The Delhi High Court further elaborated when the special audit can be undertaken by the Assessing Officer. Section 142(2A) was not a provision which enabled the Assessing Officer to delegate his powers and functions which he could perform, to the Special Auditor. The provision had been enacted to enable the Assessing Officer to take help of a specialist, who understood accounts and accountancy practices when the accounts were complex and the Assessing Officer affirms that he could not understand and comprehend them fully till he took the said help and assistance. Interests of the Revenue were another aspect, which had to be taken into account. A genuine attempt to understand the accounts and entries must be made and only when questions were raised with regard to accounts and entries and when the explanation offered was unsatisfactory or verification was not possible without help and assistance of the special auditor, action under Section 142(2A) was required.

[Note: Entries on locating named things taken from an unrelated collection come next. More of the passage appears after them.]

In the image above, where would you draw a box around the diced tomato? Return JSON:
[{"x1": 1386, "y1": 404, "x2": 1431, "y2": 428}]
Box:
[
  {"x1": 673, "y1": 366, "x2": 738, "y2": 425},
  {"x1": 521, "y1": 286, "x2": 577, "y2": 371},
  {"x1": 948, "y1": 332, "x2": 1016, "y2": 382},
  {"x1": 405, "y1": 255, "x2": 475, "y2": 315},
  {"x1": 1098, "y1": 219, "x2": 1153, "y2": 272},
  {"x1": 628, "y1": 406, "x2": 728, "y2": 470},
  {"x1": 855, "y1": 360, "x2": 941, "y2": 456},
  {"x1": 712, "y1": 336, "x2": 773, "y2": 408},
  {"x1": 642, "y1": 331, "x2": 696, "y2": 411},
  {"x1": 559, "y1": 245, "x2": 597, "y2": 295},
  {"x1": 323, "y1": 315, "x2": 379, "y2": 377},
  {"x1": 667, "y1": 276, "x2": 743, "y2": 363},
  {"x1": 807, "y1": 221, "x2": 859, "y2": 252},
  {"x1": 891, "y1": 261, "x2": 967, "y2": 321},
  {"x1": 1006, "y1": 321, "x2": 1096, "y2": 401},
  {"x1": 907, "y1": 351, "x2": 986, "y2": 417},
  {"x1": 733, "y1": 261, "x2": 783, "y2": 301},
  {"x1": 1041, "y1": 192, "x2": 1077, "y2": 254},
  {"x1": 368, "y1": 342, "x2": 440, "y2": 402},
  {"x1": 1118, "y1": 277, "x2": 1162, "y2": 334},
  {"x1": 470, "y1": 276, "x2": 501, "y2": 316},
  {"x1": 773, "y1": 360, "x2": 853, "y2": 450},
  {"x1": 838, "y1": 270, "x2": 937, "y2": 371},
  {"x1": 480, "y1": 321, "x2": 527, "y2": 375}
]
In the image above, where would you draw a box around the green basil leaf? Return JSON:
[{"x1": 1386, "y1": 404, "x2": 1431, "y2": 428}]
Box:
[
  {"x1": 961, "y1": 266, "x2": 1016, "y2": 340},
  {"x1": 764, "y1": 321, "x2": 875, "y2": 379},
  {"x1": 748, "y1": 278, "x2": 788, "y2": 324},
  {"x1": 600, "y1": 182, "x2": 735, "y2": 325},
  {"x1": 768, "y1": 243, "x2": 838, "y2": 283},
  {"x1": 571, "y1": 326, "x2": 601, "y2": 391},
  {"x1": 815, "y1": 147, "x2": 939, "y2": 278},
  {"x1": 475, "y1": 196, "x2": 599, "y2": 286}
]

In ‘DLF Limited and another V. Additional Commissioner of Income Tax and another’ – 2014 (4) TMI 78 - DELHI HIGH COURT the High Court held that the powers under Section 142(2A) have to be exercised in terms of the legislative provisions. The object and purpose behind the legislation is to facilitate investigation and proper determination of the tax liability. The importance and relevancy of the legislation cannot be underestimated and it is a power available with the Assessing Officer to aid and assist him. Accounts should be accurate and provide real time record of the financial transactions of the assessee. It is also a fact that the business transactions have become more complicated and accounting entries more complex than ever before. This may be one of the cause why possibly frauds could not be detected in some cases. Indeed such cases have made the audit work more comprehensive, intrusive and investigative. Ethical managements may at times regard such enquiries as an unwarranted intrusion or a hounding approach. Section 142(2A) does not permit fishing or roving inquiry approach or a witch hunt but is regulated provision which accepts the need and necessity of the Assessing Officer to take help of an expert accountant, i.e., a Chartered Accountant, a person who is academically qualified and has practical experience to understand accounts and unearth tax evasion or furnishing of inaccurate particulars etc., The provision balances the right of the Revenue with the inconvenience which the Assessee may face. Assessing Officers are not Chartered Accountants and when required and permissible, they can take help and assistance from the qualified specialists to complete the assessment and determine the taxable income of the assessee.